Extract a regular expression match

Solution 1:

Use the new stringr package which wraps all the existing regular expression operates in a consistent syntax and adds a few that are missing:

library(stringr)
str_locate("aaa12xxx", "[0-9]+")
#      start end
# [1,]     4   5
str_extract("aaa12xxx", "[0-9]+")
# [1] "12"

Solution 2:

It is probably a bit hasty to say 'ignore the standard functions' - the help file for ?gsub even specifically references in 'See also':

‘regmatches’ for extracting matched substrings based on the results of ‘regexpr’, ‘gregexpr’ and ‘regexec’.

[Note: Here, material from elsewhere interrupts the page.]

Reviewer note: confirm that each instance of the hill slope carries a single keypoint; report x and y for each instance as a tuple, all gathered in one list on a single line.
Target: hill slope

So this will work, and is fairly simple:

txt <- "aaa12xxx"
regmatches(txt,regexpr("[0-9]+",txt))
#[1] "12"

Solution 3:

For your specific case you could remove all not numbers:

gsub("[^0-9]", "", "aaa12xxxx")
# [1] "12"

It won't work in more complex cases

gsub("[^0-9]", "", "aaa12xxxx34")
# [1] "1234"

Solution 4:

You can use PERL regexs' lazy matching:

> sub(".*?([0-9]+).*", "\\1", "aaa12xx99",perl=TRUE)
[1] "12"

Trying to substitute out non-digits will lead to an error in this case.

Solution 5:

Use capturing parentheses in the regular expression and group references in the replacement. Anything in parentheses gets remembered. Then they're accessed by \2, the first item. The first backslash escapes the backslash's interpretation in R so that it gets passed to the regular expression parser.

gsub('([[:alpha:]]+)([0-9]+)([[:alpha:]]+)', '\\2', "aaa12xxx")